Carl Maria von Weber’s greatest opera has had a rough time in the last few years. Once hugely popular, Der Freischütz (The Marksman) these days gets relatively little play.
This is probably for a couple of reasons. German Singspiel—the combination of spoken and sung recitative—lacks the popular appeal of sung-through operas and was one of the reasons Berlioz later reset some of Weber’s spoken recitatives to music. More importantly, Freischütz’s plot relies on its successfully creating a sense of the supernatural. Given the jaded sensibilities of modern audiences, this can be difficult, especially on the opera stage.
Against the odds, the new and highly inventive production of Le Freischütz (styled in French with Le in the title, rather than the German Der, for over a century) at the Théâtre des Champs-Elysées, though short of creating real foreboding, does something perhaps even more original: by its imaginative character development and staging, it evokes a sense of pleasurable, if uncomfortable, creepiness.
Max, an assistant gamekeeper, is in love with Agathe, the daughter of his employer, the head gamekeeper.
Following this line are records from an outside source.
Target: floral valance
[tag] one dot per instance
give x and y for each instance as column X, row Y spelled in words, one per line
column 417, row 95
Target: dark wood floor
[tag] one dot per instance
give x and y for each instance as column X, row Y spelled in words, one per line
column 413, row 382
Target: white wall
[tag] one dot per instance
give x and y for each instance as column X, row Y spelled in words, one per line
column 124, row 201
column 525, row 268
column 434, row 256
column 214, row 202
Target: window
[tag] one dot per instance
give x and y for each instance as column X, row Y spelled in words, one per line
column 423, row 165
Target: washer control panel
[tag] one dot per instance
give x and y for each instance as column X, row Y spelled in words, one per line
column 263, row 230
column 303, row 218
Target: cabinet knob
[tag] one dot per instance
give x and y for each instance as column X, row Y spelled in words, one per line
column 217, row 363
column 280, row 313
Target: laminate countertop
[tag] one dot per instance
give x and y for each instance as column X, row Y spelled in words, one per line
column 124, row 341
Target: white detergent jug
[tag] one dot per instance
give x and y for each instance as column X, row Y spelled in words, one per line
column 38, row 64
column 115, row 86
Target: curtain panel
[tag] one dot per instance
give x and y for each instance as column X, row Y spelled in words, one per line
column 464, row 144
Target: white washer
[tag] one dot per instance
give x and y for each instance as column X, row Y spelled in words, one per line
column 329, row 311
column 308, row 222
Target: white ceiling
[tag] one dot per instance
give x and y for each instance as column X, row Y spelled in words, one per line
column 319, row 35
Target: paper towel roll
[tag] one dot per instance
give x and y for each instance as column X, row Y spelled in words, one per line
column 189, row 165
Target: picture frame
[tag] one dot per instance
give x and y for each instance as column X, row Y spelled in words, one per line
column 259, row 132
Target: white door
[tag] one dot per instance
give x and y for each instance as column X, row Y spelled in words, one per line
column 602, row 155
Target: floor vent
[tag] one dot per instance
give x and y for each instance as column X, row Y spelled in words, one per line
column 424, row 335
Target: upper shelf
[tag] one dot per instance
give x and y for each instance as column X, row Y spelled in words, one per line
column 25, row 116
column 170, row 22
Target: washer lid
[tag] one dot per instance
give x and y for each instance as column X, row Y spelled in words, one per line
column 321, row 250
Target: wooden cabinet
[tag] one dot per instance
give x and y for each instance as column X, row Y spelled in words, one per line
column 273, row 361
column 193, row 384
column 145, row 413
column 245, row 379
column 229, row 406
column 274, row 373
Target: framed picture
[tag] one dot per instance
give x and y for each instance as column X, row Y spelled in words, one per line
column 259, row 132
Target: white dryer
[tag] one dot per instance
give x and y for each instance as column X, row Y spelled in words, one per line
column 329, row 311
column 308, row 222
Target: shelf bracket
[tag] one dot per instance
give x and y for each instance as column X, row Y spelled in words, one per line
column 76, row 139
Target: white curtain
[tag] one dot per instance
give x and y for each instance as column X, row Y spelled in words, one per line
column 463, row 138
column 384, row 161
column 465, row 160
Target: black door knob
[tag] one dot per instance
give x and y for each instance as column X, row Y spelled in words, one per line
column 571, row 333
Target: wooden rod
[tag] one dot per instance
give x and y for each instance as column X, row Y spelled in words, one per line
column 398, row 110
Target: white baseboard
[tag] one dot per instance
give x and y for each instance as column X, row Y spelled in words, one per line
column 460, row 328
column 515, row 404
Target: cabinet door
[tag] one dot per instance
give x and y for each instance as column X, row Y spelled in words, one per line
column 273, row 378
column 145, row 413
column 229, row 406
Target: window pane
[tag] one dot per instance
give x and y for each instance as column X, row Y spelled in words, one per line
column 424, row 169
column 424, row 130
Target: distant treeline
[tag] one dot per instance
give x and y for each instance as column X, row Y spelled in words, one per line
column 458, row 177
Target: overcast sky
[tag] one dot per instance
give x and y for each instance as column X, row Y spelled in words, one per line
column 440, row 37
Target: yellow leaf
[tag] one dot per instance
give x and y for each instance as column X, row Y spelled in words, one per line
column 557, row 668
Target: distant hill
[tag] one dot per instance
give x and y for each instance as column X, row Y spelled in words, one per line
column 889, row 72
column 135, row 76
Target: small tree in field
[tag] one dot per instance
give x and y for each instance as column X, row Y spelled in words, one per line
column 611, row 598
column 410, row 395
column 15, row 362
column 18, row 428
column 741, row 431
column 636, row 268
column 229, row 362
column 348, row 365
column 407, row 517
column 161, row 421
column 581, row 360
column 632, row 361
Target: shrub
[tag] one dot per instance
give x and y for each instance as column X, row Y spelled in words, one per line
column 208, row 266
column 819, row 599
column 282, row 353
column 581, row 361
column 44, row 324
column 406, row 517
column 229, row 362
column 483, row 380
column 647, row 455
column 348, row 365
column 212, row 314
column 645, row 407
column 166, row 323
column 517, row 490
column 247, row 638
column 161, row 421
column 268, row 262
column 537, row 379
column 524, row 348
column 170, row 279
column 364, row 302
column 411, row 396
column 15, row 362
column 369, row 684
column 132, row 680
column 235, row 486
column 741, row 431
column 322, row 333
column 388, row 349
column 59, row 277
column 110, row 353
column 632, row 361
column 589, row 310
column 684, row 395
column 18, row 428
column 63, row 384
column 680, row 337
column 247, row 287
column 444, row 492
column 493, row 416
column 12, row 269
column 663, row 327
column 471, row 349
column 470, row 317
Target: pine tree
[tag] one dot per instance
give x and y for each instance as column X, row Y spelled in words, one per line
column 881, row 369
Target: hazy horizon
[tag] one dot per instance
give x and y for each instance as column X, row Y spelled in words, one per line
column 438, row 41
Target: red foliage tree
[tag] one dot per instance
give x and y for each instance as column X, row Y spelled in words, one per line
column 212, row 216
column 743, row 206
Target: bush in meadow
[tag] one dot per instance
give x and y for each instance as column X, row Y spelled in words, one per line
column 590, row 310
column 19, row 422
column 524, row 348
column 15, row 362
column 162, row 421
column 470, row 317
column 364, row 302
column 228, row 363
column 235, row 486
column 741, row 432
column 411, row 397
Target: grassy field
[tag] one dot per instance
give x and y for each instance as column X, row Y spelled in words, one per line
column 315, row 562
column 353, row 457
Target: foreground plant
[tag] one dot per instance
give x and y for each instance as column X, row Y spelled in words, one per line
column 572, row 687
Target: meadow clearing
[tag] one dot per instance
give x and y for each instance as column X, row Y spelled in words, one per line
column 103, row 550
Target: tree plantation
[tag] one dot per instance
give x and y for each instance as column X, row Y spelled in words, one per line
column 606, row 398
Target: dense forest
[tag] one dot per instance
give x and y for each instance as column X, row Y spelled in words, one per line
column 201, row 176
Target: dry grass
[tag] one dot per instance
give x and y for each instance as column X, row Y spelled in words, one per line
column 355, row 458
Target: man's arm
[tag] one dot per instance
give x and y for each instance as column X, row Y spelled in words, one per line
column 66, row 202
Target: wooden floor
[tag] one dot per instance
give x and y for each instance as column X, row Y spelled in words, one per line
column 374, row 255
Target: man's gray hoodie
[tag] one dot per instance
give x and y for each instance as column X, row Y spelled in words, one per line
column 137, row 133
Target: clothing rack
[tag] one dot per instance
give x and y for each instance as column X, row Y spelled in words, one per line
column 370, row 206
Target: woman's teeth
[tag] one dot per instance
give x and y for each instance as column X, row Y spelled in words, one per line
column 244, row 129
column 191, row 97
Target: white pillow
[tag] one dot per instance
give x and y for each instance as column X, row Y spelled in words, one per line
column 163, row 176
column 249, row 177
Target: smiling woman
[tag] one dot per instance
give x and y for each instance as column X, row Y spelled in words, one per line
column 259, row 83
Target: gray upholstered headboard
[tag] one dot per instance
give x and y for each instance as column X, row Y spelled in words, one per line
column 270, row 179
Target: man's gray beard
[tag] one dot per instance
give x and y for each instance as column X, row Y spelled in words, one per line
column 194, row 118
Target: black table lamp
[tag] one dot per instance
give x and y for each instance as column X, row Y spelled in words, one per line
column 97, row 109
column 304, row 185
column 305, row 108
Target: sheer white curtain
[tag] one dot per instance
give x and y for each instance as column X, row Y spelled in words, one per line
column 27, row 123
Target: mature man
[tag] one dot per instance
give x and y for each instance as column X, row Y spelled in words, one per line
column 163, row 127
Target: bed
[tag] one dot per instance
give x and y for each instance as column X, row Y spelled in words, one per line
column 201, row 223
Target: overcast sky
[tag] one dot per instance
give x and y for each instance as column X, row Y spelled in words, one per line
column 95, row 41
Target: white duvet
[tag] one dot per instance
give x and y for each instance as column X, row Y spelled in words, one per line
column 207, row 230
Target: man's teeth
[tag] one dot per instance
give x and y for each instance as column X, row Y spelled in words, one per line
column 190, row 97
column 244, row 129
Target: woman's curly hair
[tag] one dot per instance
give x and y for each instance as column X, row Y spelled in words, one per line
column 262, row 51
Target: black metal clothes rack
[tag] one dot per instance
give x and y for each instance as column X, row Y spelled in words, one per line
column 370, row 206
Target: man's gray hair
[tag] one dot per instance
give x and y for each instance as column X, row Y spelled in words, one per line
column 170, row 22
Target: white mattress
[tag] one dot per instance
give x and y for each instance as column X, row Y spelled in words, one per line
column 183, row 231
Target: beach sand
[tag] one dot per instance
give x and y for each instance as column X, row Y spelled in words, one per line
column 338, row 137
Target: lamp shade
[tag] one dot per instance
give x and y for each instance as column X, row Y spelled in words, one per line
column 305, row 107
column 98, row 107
Agathe has previously refused the advances of Kaspar, another assistant gamekeeper. Following tradition, Agathe is to be married to the winner of a shooting match held the next day. As the opera opens, a bewildered Max is ridiculed by his neighbors for having just lost in a practice session—bewildered because he is easily the best shot in Bohemia and is terrified about losing the next day’s competition (and Agathe). The next day also promises to be troublesome for Kaspar, however, as by prior arrangement he is due to surrender his soul to Samiel, the “Black Huntsman” upon whose sorcery the plot relies. Trying to find a way out of this pickle, Kaspar persuades Max to take several of Samiel’s magic never-miss bullets, guaranteed to give him victory.
It will be a hollow victory, though, as Samiel has agreed to take Max’s soul instead of Kaspar’s and, regardless of its purported aim, Max’s last shot will end up in Agathe’s heart—a tidy settling of scores on Kaspar’s part. Along the way, various portents reveal themselves and dreams are dreamed, none of which bode well for the couple. On the day of the competition, however, when the fatal shot is fired, both Kaspar and Agathe collapse. But a holy hermit deflects the bullet into Kaspar, who dies cursing heaven (en blasphemant, as the surtitles say). After Agathe staggers to her feet unharmed, the local duke initially banishes Max for tampering with the competition, but then allows the hermit to commute Max’s banishment to a year’s probation, whereupon he will then be allowed to marry Agathe.
No strong case here for plot-inspired terror, or even the suspension of disbelief.
The power of the new production lies in the almost-constant onstage presence of Samiel, played by the dancer and acrobat Clément Dazin, who wastes no time putting the audience on edge. During the overture, just as we are settling in, Samiel walks across the stagefront, a thin black-clad figure smoothly juggling six glowing balls, his visual leitmotif, before reappearing at the back of the stage where we see him, from a distance in profile, tipping Kaspar prone and sucking out his soul, running his hands over his victim—ick! After that attention-grabber, the scheduled plot begins to unfold.
The production uses darkness to full advantage. Holograms and video images serve as ghostly projections. While Max and Kaspar (now minus his soul) or Agathe and her friend, the soubrette Ännchen, are fully or half-lit during their numbers, Samiel is in full shadow or hidden in black, his presence given away only by his wildly virtuosic juggling, now low, now high in crazy loops, the balls sometimes extinguished and relit in a single arc—simply mesmerizing. On the occasions when Samiel finds himself illuminated, as in his grotesquely contortionist dance sequence in the first act, it is to unnerve us in a different way. Although Samiel’s is ostensibly a speaking role, his silence and sinister gesture are more effective than words could be. At the end of the opera, when the action (and singing) focuses on Agathe’s miraculous revival and the Duke’s reversal about Max’s banishment, Samiel slowly drags Kaspar’s corpse offstage, stopping twice to defile it further. No prizes for guessing what held the audience’s attention.
The singing and orchestra were very good. Max (Stanislas de Barbeyrac) and Kaspar (Vladimir Baykov) hit the middle of every note. Agathe (Johanni van Oostrum) and Ännchen (Chiara Skerath) were equal, with (as to be expected) Agathe’s prayer aria “Und ob die Wolke sie verhülle” and Ännchen’s Act III “Einst träumte meiner” exceptional—the cello and voice combination in the latter so reminiscent of Zerlina’s “Batti, batti” in Laurence Equilbey’s superb staging of Don Giovanni a few years back. In the end, though, it was Samiel and the production team of Raphäel Navarro, Valentine Losseau, and Clément Debailleul who received the audience’s loudest applause. The unsettling atmosphere they and Samiel lent to the staging gave full context to the sweetness and power of Weber’s music.